Tom Dunne · 09-01-2009 02:44PM

It's been a long time since I looked at Perl, but you are looking for either an instring or substring function.

So your start location would be ((end location of d2p6) + 1) in either of the above functions.

fergalr · 09-01-2009 02:54PM

Regex and capture group ftw, surely?
It is perl...

fergalr · 09-01-2009 03:00PM

I haven't written a perl regex in a couple of years, and don't have a perl environment handy, but guess it'd be something like this:

if( $string =~ /d2p6.{23}(.{7})/)
{
my($exampleword) = $1;
}

coco06 · 09-01-2009 03:25PM

Hey
thanks for replies. I have achieved what i want to do by using

$mystring=~s/.*d2p6\?v=//;
$mystring=~s/.*d2p6//; # return everything after d2p6
$requiredText = substr($mystring,23,8);

May not be the best way but it works!

Thanks again.

coco06 · 14-01-2009 02:23PM

Hi again,

Thought id use the same thread as it is another Perl question for you guys.

I have a pcl file that i want to read through a perl script and output it to another file (with a little processing carried out on the first line). I currently have a perl script that opens input file, opens output file, reads through the input and writes it to the output file.

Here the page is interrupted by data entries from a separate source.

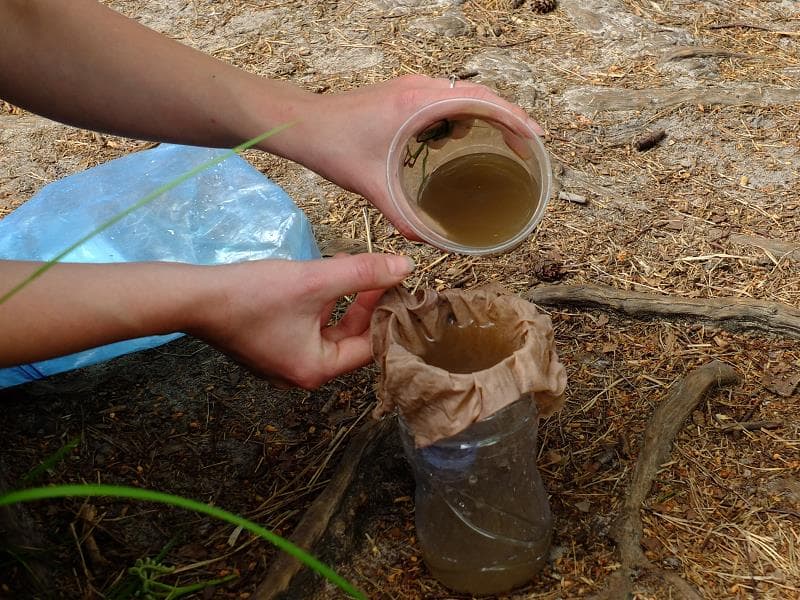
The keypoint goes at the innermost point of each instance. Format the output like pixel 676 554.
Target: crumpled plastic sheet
pixel 228 213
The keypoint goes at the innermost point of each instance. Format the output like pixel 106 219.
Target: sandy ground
pixel 711 211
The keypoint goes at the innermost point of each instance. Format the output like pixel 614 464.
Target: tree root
pixel 735 314
pixel 664 425
pixel 317 518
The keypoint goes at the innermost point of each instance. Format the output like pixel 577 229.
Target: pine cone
pixel 543 6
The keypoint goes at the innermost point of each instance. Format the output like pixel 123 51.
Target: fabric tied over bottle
pixel 504 343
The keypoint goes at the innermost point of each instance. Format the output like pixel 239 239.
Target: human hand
pixel 273 316
pixel 346 137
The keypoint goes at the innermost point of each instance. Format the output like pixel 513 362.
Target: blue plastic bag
pixel 228 213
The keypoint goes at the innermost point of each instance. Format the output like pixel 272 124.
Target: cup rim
pixel 482 109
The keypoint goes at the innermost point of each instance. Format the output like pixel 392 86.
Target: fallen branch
pixel 316 519
pixel 736 314
pixel 701 52
pixel 664 425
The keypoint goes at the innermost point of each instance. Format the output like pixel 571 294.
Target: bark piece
pixel 661 430
pixel 317 518
pixel 736 314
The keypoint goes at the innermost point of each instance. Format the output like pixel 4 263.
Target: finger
pixel 337 277
pixel 348 354
pixel 357 318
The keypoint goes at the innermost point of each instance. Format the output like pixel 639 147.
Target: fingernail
pixel 401 265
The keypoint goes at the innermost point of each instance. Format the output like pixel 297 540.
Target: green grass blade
pixel 116 491
pixel 139 204
pixel 50 462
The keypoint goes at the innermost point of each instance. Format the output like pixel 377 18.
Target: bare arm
pixel 270 315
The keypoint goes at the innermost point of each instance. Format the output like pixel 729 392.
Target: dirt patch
pixel 710 211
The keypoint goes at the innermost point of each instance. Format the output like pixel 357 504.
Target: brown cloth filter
pixel 438 403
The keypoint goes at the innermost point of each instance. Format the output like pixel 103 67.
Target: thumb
pixel 363 272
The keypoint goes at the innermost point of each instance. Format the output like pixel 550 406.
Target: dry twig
pixel 664 425
pixel 732 313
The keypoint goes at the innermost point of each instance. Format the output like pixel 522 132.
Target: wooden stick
pixel 736 314
pixel 661 430
pixel 316 519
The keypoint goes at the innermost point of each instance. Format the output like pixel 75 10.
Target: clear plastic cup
pixel 456 129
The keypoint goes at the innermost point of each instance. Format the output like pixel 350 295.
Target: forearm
pixel 77 306
pixel 81 63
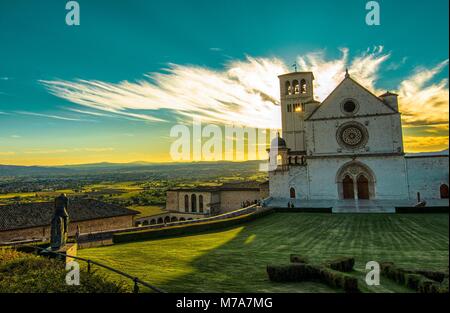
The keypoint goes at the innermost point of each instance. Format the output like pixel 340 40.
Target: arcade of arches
pixel 355 181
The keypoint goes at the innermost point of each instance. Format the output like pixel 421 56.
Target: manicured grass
pixel 235 260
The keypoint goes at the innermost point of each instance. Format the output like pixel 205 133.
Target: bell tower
pixel 296 95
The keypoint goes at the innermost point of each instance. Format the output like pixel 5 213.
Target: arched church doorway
pixel 363 187
pixel 444 191
pixel 355 180
pixel 348 189
pixel 292 193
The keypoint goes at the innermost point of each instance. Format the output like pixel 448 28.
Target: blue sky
pixel 124 40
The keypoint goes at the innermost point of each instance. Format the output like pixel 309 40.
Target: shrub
pixel 26 273
pixel 420 280
pixel 413 281
pixel 298 272
pixel 433 275
pixel 296 258
pixel 342 264
pixel 444 286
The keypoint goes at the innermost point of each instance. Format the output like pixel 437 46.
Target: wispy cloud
pixel 57 117
pixel 7 153
pixel 63 150
pixel 422 103
pixel 247 91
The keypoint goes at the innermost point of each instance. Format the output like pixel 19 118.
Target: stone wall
pixel 85 227
pixel 318 180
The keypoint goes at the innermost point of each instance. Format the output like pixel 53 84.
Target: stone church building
pixel 349 146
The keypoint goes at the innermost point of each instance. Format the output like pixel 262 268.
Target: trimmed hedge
pixel 296 258
pixel 420 280
pixel 184 230
pixel 304 210
pixel 344 264
pixel 432 209
pixel 299 272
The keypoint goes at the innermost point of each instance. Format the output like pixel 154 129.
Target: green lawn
pixel 235 260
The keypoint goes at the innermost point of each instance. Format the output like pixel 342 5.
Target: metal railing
pixel 89 262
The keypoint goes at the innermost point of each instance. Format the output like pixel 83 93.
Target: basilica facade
pixel 349 146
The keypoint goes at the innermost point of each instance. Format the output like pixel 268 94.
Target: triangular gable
pixel 368 103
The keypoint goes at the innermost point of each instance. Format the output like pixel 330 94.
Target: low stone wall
pixel 86 240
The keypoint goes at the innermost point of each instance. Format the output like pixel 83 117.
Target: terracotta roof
pixel 26 215
pixel 388 93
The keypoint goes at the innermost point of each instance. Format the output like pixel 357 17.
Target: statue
pixel 60 223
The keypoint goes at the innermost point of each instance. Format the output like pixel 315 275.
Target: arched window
pixel 303 86
pixel 193 203
pixel 279 160
pixel 444 191
pixel 292 193
pixel 288 88
pixel 363 187
pixel 200 203
pixel 347 184
pixel 186 203
pixel 296 87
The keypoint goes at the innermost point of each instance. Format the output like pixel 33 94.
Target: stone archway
pixel 355 180
pixel 348 191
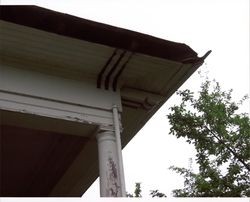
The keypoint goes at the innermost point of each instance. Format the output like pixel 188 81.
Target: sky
pixel 218 25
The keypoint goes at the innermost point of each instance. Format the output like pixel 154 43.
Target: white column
pixel 110 183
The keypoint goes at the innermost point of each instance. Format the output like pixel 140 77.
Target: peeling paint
pixel 113 189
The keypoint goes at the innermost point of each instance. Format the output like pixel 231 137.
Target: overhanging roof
pixel 146 70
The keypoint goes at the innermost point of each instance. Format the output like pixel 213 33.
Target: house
pixel 73 92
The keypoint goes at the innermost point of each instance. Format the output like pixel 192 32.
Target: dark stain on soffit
pixel 75 27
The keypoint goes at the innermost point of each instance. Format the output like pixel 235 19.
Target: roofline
pixel 75 27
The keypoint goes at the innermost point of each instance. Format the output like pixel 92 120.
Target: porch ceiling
pixel 146 70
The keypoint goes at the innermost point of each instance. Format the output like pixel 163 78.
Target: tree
pixel 221 137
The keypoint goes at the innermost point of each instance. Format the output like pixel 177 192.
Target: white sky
pixel 219 25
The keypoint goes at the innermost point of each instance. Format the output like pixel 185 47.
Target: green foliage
pixel 221 137
pixel 137 192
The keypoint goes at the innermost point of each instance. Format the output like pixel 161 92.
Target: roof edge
pixel 75 27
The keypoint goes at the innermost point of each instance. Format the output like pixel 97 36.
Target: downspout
pixel 119 149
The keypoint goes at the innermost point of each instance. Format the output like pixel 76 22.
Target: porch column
pixel 110 183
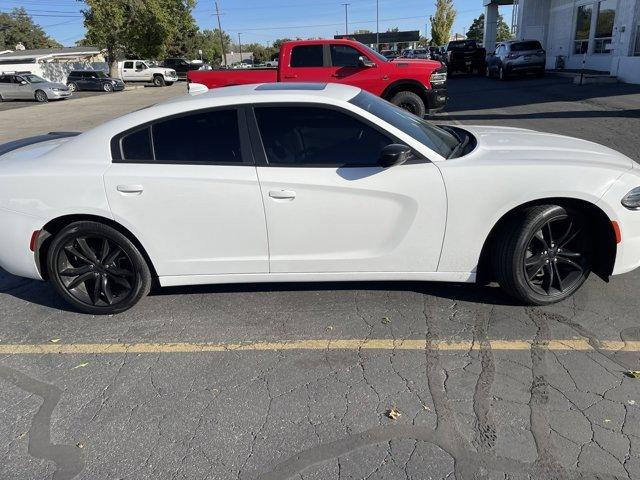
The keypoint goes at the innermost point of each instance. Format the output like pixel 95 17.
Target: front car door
pixel 330 208
pixel 187 187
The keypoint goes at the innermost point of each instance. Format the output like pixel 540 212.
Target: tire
pixel 93 278
pixel 543 255
pixel 41 96
pixel 410 102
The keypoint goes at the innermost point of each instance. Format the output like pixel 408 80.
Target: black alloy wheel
pixel 556 259
pixel 97 269
pixel 41 96
pixel 543 254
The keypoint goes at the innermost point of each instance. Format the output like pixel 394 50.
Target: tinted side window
pixel 316 136
pixel 137 145
pixel 344 56
pixel 200 137
pixel 307 56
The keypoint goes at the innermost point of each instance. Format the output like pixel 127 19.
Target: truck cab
pixel 146 71
pixel 417 85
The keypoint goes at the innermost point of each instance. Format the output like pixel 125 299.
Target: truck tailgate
pixel 227 78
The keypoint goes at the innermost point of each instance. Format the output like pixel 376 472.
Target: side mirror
pixel 394 154
pixel 365 62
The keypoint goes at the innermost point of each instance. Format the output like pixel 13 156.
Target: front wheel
pixel 544 254
pixel 41 96
pixel 158 81
pixel 410 102
pixel 97 269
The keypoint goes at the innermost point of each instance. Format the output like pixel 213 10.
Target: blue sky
pixel 263 21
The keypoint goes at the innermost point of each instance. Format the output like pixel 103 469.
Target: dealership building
pixel 601 35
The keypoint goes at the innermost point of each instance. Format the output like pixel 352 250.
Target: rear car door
pixel 345 68
pixel 307 64
pixel 330 207
pixel 187 187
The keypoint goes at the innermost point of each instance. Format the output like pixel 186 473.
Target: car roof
pixel 279 91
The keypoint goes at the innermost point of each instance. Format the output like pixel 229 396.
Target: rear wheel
pixel 96 269
pixel 41 96
pixel 544 254
pixel 410 102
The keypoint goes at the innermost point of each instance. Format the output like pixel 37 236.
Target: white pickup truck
pixel 146 71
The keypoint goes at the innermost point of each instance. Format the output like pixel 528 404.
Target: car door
pixel 187 187
pixel 23 90
pixel 128 71
pixel 7 87
pixel 345 68
pixel 330 208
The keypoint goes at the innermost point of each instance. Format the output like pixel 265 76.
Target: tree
pixel 139 28
pixel 442 21
pixel 18 27
pixel 476 30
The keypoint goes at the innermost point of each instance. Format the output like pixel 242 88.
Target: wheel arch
pixel 604 235
pixel 55 225
pixel 408 86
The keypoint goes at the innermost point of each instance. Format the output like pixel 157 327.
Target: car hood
pixel 518 144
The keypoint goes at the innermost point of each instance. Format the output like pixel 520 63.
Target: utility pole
pixel 377 25
pixel 346 18
pixel 224 57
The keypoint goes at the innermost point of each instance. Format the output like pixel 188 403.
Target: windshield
pixel 379 56
pixel 437 139
pixel 33 78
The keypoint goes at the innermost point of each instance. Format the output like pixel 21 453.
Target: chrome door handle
pixel 282 194
pixel 130 189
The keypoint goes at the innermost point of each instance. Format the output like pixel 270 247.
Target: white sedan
pixel 299 182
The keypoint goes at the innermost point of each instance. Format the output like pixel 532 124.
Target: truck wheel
pixel 410 102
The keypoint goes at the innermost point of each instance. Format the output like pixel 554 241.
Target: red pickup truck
pixel 417 85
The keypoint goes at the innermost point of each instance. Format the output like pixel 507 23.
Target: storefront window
pixel 583 29
pixel 604 26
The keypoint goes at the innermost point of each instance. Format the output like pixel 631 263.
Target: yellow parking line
pixel 580 345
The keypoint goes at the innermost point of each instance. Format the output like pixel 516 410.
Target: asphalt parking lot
pixel 295 381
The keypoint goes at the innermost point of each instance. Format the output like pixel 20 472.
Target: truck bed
pixel 226 78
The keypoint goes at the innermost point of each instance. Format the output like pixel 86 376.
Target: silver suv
pixel 27 86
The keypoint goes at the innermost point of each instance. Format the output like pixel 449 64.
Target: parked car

The problem is that it is not a mirror of the input file which i would expect, this then has an effect on the printing.

Can anyone advise me as to where the problem may lie?

Thanks.

daymobrew · 14-01-2009 02:40PM

coco06 wrote: »

I have a pcl file that i want to read through a perl script and output it to another file (with a little processing carried out on the first line). I currently have a perl script that opens input file, opens output file, reads through the input and writes it to the output file.

The problem is that it is not a mirror of the input file which i would expect, this then has an effect on the printing.

What are the diffs? Is it the line endings or is the actual content being changed?

Can you post some of the code, especially the lines that write to the output file.

coco06 · 14-01-2009 03:16PM

Hi

The line count is increased by 2, the contents is all there but it is the format it is output to the outfile that changes and thus has an impact on the printing.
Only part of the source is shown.